Deux frères âgés de 27 ans et 23 ans ont été mis en examen pour "assassinat" et devaient être placés en détention provisoire lundi soir après que leurs parents ont été découverts tués par balles samedi, a-t-on appris auprès du Parquet de Bayonne.

Ils sont soupçonnés d'avoir tué leurs parents. Le drame s'est déroulé dans la maison familiale à Labastide-Clairence, un village du Pays Basque situé à 30 kilomètres de Bayonne. "Les deux frères ont été mis en examen pour assassinat, la compagne du plus jeune d'entre eux a été libérée sans être inquiétée", a indiqué une magistrate du Parquet de Bayonne. Les deux frères sont soupçonnés d'avoir tué samedi en fin de matinée, de plusieurs balles provenant d'un revolver de collection, leur mère et leur père, âgés d'environ 55 ans, Ewa et Pascal Rouxel.

Les fils disent que leur père s'en prenait à leur mère. La famille était réunie à l'occasion d'un repas familial où se trouvaient les parents, leurs deux fils, la compagne du fils cadet et leur petite fille. Samedi, Kévin, le cadet, s'était présenté en fin de matinée à la gendarmerie d'Hasparren, blessé à la jambe. Il avait indiqué aux gendarmes que "son père s'en était pris à sa mère et qu'il aurait lutté contre son père". Les gendarmes arrivés sur place en même temps que les secours n'ont pu que constater le décès de la mère, tuée d'une balle logée dans la cage thoracique provoquant une hémorragie.

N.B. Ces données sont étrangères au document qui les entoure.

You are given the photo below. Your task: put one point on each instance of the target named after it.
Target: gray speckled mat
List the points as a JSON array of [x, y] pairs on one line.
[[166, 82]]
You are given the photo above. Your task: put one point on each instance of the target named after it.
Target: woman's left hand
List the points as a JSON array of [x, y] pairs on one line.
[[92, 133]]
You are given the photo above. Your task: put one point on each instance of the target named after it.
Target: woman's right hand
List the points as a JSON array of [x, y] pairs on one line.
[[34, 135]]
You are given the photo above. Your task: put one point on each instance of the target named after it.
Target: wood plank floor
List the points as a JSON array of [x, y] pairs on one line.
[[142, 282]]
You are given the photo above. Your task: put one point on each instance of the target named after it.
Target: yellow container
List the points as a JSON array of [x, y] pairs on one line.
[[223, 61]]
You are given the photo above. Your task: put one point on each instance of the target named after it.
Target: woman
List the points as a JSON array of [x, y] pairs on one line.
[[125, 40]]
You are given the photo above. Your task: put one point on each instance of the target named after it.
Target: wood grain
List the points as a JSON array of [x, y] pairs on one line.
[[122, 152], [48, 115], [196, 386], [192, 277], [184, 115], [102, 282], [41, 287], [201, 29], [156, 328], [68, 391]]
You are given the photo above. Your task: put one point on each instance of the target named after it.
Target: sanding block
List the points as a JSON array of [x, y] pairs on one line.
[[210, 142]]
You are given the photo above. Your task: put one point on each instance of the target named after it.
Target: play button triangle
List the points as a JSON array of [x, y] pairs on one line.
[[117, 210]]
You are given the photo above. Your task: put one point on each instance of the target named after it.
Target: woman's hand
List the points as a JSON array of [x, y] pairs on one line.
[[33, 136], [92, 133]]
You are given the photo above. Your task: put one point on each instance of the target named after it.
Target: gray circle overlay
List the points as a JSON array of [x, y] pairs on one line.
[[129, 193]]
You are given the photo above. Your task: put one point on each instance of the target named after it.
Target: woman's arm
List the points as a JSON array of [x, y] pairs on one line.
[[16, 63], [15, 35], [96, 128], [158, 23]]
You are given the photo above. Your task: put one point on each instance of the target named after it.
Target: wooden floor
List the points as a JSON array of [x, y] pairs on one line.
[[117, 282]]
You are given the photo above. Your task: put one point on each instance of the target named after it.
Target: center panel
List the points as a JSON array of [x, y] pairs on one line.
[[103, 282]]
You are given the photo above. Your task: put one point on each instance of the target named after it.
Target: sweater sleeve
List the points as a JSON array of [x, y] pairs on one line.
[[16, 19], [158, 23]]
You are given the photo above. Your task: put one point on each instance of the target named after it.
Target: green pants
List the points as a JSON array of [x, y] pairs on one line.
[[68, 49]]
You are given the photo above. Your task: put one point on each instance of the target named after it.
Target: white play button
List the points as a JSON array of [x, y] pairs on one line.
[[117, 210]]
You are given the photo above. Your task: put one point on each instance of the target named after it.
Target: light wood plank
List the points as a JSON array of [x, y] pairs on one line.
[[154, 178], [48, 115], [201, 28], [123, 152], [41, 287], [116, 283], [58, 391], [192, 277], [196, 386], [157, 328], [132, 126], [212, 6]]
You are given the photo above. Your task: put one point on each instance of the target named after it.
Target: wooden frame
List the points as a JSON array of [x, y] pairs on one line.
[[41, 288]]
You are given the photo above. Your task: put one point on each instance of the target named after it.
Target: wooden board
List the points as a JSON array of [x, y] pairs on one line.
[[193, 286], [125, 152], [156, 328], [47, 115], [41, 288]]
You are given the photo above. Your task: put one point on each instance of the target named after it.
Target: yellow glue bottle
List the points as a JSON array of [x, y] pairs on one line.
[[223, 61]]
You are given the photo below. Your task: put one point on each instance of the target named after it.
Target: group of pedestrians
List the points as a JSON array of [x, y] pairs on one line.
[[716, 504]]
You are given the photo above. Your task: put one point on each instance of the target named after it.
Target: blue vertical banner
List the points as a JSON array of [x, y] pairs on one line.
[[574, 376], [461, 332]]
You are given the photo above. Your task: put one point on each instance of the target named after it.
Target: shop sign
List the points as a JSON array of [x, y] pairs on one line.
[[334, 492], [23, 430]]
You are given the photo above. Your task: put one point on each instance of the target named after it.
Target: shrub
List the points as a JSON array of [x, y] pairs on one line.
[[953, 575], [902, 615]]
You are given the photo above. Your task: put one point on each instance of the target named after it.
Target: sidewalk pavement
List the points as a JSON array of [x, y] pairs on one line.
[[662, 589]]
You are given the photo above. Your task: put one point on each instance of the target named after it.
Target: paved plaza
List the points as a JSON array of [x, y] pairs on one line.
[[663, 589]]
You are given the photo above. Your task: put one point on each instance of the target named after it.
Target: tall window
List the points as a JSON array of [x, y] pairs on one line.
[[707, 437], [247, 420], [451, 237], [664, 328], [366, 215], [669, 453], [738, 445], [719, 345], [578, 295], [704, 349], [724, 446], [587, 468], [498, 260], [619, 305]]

Une famille qui vivait en huis-clos, et peu connue des voisins. Le père, touché par trois balles, au thorax, dans la région lombaire et au niveau du crâne, a succombé à ses blessures peu après l'arrivée des secours. Le frère aîné, dans un état de choc, avait été hospitalisé avant d'être placé en garde-à-vue. Son frère Kévin, hospitalisé également pour deux blessures à la jambe provoquées par des tirs de balle, avait lui aussi été ensuite placé en garde-à-vue. Selon les premières investigations, la famille vivait en huis-clos et était peu connue du voisinage.